I only shoot B&W, but honestly, anyone who is at all serious about this should be developing their own film anyway. Same w/ printing it. Darkroom work is really easy once you get it all set up, and if you do your own developing, you can customize your workflow 100 times better than another lab could ever do. The cost is almost nothing too. No, I would much rather my money go into buying film than paying someone else to do what I can do much better anyway. I cannot imagine that shooting colour would be that much more difficult to learn, even given the requirements to work in darkness, keep your temps exact, etc. It ain't exactly rocket science, it just SEEMS that way at first.
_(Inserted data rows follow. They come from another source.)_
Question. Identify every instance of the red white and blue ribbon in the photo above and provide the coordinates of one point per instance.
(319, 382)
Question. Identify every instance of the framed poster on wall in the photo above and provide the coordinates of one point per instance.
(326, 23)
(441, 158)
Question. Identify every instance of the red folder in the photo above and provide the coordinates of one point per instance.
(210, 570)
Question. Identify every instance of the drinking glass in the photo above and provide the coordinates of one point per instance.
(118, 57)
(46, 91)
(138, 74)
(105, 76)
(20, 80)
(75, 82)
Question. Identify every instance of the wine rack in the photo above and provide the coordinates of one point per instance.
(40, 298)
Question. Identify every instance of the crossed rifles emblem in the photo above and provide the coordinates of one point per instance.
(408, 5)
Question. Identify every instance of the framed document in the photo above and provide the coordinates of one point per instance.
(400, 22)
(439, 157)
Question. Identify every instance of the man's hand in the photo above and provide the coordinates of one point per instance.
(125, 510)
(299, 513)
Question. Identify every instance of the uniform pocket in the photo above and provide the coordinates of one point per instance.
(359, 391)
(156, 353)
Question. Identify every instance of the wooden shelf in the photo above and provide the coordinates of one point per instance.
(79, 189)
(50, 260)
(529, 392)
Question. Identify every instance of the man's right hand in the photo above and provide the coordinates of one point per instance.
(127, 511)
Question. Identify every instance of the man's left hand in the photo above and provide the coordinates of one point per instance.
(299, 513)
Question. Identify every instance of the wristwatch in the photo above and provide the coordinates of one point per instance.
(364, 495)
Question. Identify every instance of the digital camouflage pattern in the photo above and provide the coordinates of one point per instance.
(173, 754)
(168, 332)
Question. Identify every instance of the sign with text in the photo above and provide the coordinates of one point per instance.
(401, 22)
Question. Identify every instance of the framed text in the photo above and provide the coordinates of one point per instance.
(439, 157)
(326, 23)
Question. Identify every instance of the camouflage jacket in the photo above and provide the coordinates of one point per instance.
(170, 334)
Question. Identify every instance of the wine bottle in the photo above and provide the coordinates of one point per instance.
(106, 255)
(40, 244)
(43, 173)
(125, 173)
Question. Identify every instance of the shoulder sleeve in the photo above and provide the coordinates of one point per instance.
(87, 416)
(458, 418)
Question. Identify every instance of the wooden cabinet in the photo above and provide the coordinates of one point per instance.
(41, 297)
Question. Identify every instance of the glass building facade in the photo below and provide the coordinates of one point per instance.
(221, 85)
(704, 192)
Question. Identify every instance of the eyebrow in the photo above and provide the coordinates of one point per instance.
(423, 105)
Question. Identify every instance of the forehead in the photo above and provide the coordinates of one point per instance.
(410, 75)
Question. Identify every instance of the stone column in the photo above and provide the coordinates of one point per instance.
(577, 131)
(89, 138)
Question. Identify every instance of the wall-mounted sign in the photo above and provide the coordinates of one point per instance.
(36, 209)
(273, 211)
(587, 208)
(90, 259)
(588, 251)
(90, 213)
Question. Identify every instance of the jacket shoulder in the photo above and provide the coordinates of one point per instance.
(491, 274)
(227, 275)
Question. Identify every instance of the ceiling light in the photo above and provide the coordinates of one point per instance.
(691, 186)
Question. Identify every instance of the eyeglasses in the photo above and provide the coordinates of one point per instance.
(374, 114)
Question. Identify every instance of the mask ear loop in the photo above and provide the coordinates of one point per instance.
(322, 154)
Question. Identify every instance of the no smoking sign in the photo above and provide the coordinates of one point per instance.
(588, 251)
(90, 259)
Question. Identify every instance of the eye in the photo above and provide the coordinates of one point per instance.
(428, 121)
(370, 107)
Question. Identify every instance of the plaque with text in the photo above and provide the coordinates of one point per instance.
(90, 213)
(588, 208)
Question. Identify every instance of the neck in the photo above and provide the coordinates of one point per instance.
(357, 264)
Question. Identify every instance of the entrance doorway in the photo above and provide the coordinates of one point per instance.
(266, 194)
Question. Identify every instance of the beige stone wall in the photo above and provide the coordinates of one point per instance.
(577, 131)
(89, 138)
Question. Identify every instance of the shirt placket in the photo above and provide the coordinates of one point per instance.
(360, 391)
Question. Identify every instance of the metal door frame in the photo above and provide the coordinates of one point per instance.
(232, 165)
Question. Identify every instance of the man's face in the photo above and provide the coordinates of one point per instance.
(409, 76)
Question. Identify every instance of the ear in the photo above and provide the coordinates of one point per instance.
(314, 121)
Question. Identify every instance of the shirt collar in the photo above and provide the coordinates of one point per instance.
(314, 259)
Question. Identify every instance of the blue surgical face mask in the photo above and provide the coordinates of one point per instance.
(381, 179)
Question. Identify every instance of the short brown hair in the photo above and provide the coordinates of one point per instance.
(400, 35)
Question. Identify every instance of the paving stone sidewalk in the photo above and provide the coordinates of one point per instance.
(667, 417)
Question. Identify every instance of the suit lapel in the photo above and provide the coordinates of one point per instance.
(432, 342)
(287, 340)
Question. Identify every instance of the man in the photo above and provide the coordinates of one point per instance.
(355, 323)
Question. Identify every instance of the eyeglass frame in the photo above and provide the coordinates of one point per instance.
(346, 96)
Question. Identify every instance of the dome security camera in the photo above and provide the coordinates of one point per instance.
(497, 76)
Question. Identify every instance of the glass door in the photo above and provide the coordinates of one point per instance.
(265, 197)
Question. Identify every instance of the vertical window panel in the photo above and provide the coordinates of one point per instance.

If I can learn to do it, anyone can.
This is something everyone really needs to learn because if I know what film I am going to shoot, with what developer (and how I want to develop it with that developer), and with what subject and lighting, that will tell me a lot about how I want to print it. Knowing that, I can better understand what type of paper to print it on, whether or not it would be better to tone it, go w/ a lith print, and so many other things. The more you understand the process, the better your photos will be. And I don't even have a dedicated darkroom! Been printing up to 16x20 w/ fiber paper in a tiny bathroom and a bedroom for years. Used to block out all the windows, stuff towels around door frames, all that. Now I just wait till it gets dark. I may be older and slower, but after a while you learn a little something :]
Tucson may be a largish city (although it never felt like more than an extravagantly sprawled out small town when we lived there), but we are talking about an imaging process that is well over 100 years old, and has largely (and poorly) been replaced by digital. New York is a really big place, but you won't find many people painting frescoes or printing lithographs there anymore either.